Re: [PATCH v5 01/12] spinlock: A new lockref structure for locklessupdate of refcount

From: Waiman Long
Date: Mon Jul 08 2013 - 10:21:48 EST


On 07/05/2013 02:59 PM, Thomas Gleixner wrote:
On Fri, 5 Jul 2013, Waiman Long wrote:
+ * If the spinlock& reference count optimization feature is disabled,
+ * the spinlock and reference count are accessed separately on its own.
+ */
+struct lockref {
+ unsigned int refcnt; /* Reference count */
+ spinlock_t lock;
+};
+
+/*
+ * Struct lockref helper functions
+ */
+/*
Function documentation starts with /**

I will fix that.

+ * lockref_get - increments reference count while not locked
This should be: Increments reference count unconditionally.

Will change that.

+ * @lockcnt: pointer to lockref structure
+ */
+static __always_inline void
+lockref_get(struct lockref *lockcnt)
Please avoid these line breaks if the line fits in 80 chars.

Will make the change.

+{
+ spin_lock(&lockcnt->lock);
+ lockcnt->refcnt++;
+ spin_unlock(&lockcnt->lock);
+}
+/*
+ * lockref_put_or_locked - decrements count unless count<= 1 before decrement
+ * otherwise the lock will be taken
lockref_put_or_lock please

Docbook cannot work with multiline comments for the function name.
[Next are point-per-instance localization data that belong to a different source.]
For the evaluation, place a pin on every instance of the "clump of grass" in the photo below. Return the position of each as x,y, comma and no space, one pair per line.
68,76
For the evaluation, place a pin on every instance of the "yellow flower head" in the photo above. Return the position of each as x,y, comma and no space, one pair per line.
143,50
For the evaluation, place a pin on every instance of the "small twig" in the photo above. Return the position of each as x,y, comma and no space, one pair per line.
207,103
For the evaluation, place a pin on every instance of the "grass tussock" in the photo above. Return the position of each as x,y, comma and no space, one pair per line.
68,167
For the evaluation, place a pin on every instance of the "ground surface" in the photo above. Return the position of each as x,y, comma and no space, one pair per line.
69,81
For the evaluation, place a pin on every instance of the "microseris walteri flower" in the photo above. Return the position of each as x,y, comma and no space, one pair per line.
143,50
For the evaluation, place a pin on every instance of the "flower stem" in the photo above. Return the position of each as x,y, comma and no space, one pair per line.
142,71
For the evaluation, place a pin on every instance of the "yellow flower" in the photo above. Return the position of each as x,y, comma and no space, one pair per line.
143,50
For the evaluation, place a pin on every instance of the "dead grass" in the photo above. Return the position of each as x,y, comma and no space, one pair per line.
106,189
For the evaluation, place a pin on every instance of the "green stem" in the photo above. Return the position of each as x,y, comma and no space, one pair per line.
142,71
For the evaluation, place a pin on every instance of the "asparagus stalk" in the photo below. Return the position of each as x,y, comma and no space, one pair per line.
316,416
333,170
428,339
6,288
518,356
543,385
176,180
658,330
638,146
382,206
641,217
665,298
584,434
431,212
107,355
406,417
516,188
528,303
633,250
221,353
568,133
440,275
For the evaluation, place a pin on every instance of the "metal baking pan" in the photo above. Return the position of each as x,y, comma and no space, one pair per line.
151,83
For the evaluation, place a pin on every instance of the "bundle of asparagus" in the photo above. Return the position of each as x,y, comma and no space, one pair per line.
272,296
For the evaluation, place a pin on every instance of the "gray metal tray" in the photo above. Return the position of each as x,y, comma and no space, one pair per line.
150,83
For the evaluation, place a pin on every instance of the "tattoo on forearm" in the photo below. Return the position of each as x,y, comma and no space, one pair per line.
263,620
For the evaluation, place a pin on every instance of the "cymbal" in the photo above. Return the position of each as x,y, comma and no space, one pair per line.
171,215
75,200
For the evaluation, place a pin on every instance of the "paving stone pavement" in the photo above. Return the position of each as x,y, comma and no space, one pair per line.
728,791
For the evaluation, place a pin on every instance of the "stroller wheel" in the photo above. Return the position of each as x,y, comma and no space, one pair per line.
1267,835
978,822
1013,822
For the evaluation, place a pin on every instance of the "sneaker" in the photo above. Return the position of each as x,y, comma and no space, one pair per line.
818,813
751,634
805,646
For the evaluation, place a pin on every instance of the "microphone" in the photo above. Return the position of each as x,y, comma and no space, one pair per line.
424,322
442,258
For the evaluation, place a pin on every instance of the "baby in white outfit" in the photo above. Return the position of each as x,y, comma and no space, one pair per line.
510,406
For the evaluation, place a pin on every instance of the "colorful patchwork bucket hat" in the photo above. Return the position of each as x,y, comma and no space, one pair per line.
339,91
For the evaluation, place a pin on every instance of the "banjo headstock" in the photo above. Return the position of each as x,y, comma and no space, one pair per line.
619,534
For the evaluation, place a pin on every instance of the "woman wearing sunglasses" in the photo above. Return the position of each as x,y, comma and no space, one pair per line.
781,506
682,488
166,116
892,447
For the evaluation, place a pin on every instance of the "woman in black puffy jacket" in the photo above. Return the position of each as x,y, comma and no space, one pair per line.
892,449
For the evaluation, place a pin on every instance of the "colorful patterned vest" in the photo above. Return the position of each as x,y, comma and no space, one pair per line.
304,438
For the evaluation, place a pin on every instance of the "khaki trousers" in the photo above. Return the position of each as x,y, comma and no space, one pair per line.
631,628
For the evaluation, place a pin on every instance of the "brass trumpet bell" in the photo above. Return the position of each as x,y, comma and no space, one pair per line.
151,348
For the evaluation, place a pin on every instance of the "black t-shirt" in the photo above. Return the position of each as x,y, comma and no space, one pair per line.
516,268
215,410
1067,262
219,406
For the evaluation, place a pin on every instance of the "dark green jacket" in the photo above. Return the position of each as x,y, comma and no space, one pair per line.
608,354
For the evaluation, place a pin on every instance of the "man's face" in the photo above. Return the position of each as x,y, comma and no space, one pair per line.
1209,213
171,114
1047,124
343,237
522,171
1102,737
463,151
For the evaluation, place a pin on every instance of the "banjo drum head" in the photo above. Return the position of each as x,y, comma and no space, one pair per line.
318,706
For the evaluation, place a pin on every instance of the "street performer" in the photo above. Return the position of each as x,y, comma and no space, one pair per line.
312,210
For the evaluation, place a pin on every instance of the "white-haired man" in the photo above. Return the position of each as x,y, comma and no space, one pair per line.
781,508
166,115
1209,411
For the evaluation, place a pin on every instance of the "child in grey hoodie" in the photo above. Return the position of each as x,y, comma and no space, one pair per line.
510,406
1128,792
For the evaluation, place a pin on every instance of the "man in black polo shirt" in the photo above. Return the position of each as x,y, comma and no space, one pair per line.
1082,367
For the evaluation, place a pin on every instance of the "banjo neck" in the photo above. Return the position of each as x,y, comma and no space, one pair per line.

So make that shorter and add a longer explanation below the @argument
docs.

Will fix that.

+ * @lockcnt: pointer to lockref structure
+ * Return: 1 if count updated successfully or 0 if count<= 1 and lock taken
+ */
+static __always_inline int
+lockref_put_or_locked(struct lockref *lockcnt)
+{
+ spin_lock(&lockcnt->lock);
+ if (likely(lockcnt->refcnt> 1)) {
+ lockcnt->refcnt--;
+ spin_unlock(&lockcnt->lock);
+ return 1;
+ }
+ return 0; /* Count is 1& lock taken */
Please no tail comments. They are horrible to parse and it's obvious
from the code.

Will remove the tail comments.

+}
+
+#endif /* CONFIG_SPINLOCK_REFCOUNT */
+#endif /* __LINUX_SPINLOCK_REFCOUNT_H */
diff --git a/kernel/Kconfig.locks b/kernel/Kconfig.locks
index 44511d1..d1f8670 100644
--- a/kernel/Kconfig.locks
+++ b/kernel/Kconfig.locks
@@ -223,3 +223,8 @@ endif
config MUTEX_SPIN_ON_OWNER
def_bool y
depends on SMP&& !DEBUG_MUTEXES
+
+config SPINLOCK_REFCOUNT
+ def_bool y
+ depends on ARCH_SPINLOCK_REFCOUNT&& SMP
This looks wrong. We want three options:

1) Always take the lock
2) Use the generic implementation
3) Use an architecture specific implementation

So we want

config GENERIC_SPINLOCK_REFCOUNT
bool

config ARCH_SPINLOCK_REFCOUNT
bool

config SPINLOCK_REFCOUNT
def_bool y
depends on GENERIC_SPINLOCK_REFCOUNT || ARCH_SPINLOCK_REFCOUNT
depends on .....

So an architectire can select GENERIC_SPINLOCK_REFCOUNT to get the
generic implementation or ARCH_SPINLOCK_REFCOUNT if it provides its
own special version.

And lib/spinlock_refcount.o depends on GENERIC_SPINLOCK_REFCOUNT

I think it is OK to add the GENERIC option, but I would like to make available a slightly different set of options:
1) Always take the lock
2) Use the generic implementation with the default parameters
3) Use the generic implementation with a customized set of parameters
4) Use an architecture specific implementation.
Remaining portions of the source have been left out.